# B Upthrust in a liquid

1. Dec 29, 2016

I have a question about upthrust. I have studied that if an object is placed in a fluid and if the upthrust is not equal to the weight of the object even after the object is fully immersed in the fluid, it sinks. My question is that is it possible for an object immersed in water to keep sinking until it reaches a particular level or depth underwater i.e when upthrust equalizes the weight of the object.I think upthrust increases with depth so a point should come when the object should stop sinking. Can someone please help me out here.

2. Dec 29, 2016

### Orodruin

Staff Emeritus
Water is not very compressible and so the buoyant force on an object of fixed size does not change much with depth. On the contrary, if an object is more compressible than water - it will displace less water at larger pressures and the buoyant force will decrease with depth.

3. Dec 29, 2016

### A.T.

If the density of the fluid inreases with depth.

4. Dec 29, 2016

So what you are tryin to say is that upthrust doesn't change as the object sinks deeper. only an increase in density of the fluid as the object sinks can result in an increase in upthrust

5. Dec 29, 2016

### A.T.

Yes.

6. Dec 29, 2016

Thanks alot☺

7. Jan 1, 2017

### Baluncore

Upthrust = buoyancy. A submarine is more compressible than water. As hydrostatic pressure increases with depth the submarine reduces volume faster than does an equal mass of water. As a submarine goes deeper the buoyancy reduces and so it sinks faster. There is no stable depth, only the sea floor.
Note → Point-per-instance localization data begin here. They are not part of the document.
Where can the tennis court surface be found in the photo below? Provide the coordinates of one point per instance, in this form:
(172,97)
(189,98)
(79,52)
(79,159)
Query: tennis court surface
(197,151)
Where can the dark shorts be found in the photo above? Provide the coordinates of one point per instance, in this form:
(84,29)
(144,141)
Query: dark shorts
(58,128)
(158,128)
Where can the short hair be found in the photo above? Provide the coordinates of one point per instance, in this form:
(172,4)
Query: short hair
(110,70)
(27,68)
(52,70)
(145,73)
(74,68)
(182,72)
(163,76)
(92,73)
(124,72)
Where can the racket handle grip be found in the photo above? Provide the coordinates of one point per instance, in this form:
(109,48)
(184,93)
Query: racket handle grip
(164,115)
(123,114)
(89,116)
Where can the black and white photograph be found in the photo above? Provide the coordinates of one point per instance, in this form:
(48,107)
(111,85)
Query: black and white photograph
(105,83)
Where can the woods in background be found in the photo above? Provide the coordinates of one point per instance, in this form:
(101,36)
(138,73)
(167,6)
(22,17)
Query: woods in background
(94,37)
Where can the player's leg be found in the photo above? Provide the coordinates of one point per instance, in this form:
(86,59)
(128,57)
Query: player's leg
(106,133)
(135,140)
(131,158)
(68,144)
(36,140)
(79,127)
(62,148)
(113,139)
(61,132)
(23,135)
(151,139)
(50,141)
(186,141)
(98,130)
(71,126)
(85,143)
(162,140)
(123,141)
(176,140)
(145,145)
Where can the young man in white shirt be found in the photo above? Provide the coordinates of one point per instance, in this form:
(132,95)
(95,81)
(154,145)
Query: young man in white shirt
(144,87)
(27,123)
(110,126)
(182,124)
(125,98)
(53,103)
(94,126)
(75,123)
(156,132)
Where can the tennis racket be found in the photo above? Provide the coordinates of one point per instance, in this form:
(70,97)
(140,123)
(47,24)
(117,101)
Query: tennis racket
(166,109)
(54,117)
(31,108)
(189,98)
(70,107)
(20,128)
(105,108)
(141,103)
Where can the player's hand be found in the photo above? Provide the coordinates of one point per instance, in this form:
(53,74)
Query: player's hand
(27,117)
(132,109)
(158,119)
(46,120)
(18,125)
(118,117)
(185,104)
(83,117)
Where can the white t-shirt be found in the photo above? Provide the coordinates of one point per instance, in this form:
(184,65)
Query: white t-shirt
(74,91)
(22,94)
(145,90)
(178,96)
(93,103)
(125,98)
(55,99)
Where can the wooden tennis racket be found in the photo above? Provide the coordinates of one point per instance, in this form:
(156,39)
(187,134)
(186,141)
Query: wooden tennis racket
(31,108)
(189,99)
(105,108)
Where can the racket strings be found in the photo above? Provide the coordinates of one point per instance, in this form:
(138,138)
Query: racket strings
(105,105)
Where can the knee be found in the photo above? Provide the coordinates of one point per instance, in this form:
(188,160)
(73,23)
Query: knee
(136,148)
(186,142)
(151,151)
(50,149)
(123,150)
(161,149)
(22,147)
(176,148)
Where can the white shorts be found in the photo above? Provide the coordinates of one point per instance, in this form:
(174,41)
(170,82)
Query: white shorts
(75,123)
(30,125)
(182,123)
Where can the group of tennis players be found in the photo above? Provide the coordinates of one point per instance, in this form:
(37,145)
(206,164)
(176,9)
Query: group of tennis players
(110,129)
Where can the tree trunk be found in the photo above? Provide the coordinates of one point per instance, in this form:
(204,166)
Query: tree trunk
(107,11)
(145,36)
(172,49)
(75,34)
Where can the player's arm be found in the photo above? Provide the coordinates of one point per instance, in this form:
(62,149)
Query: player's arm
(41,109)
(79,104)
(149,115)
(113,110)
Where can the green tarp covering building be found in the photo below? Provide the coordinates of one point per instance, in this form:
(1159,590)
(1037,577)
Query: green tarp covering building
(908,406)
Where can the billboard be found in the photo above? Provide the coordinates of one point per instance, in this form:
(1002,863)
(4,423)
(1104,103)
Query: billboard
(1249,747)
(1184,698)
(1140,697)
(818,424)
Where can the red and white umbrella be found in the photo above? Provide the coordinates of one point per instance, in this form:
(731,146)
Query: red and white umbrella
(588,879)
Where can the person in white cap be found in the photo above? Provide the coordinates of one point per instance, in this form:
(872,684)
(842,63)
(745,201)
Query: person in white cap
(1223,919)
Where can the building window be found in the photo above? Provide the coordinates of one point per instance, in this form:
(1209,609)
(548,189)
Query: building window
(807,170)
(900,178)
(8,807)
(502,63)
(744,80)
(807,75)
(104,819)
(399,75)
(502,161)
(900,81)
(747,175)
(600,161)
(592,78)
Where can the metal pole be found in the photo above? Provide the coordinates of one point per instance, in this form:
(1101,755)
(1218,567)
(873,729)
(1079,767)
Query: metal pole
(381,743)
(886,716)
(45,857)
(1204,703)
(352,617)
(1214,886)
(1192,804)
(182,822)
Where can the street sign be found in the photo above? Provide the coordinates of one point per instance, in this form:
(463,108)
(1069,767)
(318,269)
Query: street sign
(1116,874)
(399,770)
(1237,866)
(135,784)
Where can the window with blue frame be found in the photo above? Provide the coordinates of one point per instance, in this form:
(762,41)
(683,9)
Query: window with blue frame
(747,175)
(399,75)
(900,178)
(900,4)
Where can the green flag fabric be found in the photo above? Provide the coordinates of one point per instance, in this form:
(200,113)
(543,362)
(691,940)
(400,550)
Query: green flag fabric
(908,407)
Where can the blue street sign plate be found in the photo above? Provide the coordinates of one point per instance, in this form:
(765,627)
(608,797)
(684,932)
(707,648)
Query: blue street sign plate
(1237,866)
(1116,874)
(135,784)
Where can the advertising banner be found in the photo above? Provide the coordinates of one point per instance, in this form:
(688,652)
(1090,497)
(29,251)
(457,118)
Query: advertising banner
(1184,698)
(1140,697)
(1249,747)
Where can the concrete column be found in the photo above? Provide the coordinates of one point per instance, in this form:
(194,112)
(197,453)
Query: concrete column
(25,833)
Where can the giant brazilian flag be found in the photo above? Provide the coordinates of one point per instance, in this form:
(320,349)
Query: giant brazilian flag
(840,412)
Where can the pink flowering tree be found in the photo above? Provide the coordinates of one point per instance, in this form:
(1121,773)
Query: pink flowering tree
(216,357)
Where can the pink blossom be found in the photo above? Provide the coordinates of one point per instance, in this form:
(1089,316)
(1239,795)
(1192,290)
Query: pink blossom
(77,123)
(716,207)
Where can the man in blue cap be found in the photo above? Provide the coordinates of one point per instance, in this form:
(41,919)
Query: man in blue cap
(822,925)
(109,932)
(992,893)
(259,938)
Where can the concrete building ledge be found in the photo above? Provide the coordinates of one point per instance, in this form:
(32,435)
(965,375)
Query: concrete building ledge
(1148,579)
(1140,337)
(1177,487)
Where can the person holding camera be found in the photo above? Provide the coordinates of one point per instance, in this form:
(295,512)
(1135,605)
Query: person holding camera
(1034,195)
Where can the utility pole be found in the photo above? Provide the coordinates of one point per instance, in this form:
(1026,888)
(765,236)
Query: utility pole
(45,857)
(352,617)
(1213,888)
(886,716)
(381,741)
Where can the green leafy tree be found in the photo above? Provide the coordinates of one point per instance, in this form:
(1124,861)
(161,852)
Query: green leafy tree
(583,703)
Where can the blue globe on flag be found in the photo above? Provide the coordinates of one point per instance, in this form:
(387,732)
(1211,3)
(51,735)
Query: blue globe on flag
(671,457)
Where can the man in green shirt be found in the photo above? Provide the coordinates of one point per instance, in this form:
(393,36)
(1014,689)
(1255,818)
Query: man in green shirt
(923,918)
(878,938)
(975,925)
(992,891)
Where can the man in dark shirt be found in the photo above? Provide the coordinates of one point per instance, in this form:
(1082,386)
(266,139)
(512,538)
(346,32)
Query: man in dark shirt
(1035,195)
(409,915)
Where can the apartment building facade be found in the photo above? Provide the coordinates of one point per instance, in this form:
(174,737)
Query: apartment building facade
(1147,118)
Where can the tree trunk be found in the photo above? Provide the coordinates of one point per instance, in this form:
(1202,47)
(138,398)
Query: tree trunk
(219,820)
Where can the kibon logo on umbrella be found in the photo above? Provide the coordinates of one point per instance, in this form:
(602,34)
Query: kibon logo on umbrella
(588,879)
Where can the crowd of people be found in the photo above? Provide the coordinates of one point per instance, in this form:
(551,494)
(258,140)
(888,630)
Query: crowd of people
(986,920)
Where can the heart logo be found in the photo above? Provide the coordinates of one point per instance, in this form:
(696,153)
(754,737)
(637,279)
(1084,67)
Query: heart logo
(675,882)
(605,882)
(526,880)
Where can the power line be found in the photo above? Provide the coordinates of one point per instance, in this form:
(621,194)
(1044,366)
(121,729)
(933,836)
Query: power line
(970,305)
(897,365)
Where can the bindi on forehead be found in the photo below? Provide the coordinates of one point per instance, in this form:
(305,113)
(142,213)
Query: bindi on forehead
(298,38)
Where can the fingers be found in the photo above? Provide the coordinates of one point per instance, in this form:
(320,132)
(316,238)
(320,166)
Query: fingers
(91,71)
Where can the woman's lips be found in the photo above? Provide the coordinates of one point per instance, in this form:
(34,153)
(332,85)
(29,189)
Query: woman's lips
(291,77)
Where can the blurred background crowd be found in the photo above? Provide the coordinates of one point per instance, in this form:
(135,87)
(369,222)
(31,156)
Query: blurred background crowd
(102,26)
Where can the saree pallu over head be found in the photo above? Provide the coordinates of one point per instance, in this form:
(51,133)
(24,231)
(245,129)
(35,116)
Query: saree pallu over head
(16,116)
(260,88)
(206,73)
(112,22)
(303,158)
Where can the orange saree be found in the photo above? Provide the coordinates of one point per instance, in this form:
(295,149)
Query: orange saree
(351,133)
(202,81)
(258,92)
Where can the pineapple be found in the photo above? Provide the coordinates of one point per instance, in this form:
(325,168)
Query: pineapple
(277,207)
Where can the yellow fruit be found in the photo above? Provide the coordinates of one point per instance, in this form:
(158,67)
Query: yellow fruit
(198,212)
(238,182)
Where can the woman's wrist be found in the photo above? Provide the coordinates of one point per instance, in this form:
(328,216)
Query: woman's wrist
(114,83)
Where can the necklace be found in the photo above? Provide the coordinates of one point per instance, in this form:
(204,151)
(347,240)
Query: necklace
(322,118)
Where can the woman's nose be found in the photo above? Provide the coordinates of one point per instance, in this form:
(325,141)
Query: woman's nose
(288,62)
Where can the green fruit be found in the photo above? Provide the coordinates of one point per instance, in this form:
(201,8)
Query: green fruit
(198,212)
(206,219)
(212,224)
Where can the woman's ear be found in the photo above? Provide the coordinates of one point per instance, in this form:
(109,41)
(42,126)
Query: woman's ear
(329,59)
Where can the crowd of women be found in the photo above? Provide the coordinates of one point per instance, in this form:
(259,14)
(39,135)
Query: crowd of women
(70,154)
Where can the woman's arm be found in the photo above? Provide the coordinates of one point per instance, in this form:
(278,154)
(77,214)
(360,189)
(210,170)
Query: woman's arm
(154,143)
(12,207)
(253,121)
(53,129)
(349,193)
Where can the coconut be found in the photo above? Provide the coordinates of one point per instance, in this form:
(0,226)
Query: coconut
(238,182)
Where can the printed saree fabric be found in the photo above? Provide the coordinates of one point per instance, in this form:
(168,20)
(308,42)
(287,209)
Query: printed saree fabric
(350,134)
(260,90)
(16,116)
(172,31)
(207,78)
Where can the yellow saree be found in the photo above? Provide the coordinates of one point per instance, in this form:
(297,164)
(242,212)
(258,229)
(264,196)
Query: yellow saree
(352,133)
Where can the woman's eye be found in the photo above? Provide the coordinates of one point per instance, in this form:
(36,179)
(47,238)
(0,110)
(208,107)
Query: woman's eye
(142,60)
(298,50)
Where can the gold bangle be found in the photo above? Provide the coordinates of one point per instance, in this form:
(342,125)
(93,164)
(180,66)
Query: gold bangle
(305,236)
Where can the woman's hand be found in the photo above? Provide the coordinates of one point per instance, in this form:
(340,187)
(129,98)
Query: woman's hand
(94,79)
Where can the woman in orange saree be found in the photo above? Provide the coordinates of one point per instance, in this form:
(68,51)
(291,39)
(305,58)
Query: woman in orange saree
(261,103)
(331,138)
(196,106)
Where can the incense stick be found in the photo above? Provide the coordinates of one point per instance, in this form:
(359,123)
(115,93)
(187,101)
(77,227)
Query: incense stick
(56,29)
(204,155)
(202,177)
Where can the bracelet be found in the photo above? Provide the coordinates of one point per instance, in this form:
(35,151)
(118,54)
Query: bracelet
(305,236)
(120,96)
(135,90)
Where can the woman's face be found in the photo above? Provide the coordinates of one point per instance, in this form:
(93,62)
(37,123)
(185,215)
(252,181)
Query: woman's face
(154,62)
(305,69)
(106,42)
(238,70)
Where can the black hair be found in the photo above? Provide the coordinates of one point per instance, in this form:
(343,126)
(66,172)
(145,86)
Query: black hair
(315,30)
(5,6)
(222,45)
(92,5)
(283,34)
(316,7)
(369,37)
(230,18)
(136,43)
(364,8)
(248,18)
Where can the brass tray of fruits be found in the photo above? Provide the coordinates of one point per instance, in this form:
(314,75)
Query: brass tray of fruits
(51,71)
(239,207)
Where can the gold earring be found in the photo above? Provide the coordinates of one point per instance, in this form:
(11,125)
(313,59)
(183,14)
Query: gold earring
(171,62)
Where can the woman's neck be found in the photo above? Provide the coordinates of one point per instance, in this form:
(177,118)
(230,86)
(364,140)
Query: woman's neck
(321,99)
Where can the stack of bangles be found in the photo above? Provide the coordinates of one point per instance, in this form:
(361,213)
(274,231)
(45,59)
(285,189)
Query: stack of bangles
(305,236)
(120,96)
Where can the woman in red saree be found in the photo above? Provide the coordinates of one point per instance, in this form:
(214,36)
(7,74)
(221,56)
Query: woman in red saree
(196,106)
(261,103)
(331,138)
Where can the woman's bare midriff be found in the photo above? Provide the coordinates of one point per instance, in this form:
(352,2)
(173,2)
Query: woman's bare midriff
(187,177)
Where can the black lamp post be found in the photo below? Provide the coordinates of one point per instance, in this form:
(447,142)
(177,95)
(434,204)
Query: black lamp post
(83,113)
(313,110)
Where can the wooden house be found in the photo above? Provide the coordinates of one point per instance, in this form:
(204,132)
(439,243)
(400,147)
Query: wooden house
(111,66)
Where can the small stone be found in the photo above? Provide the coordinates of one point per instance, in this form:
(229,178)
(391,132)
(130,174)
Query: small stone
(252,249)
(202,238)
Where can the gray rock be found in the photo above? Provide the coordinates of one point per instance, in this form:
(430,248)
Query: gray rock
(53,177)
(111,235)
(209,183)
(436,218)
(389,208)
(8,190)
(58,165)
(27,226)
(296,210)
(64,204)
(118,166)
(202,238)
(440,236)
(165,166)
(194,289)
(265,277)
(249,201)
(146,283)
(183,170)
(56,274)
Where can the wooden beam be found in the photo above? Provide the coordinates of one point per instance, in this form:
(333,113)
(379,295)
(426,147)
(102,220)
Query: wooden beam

The density of water changes with temperature and salinity. If there is a stable layer of more dense water below, then a submarine can remain sitting at that particular depth without a need to continuously adjust bouyancy.

8. Jan 1, 2017

### Orodruin

Staff Emeritus
This is also true for a diver who is using to much weights. Buoyancy is usually controlled by letting air into and out of a vest you are wearing. If you wear the correct amount of weights, you should have neutral buoyancy with an empty vest and your lungs half full - letting you control you floatability with your breath. If you need to fill the vest to maintain neutral buoyancy the air in it will compress and expand as you go down/up - resulting in an unstable system that can be quite dangerous to the diver (ascending too fast is not healthy).

A diver with too little weight will always need to apply a swimming force to stay submerged.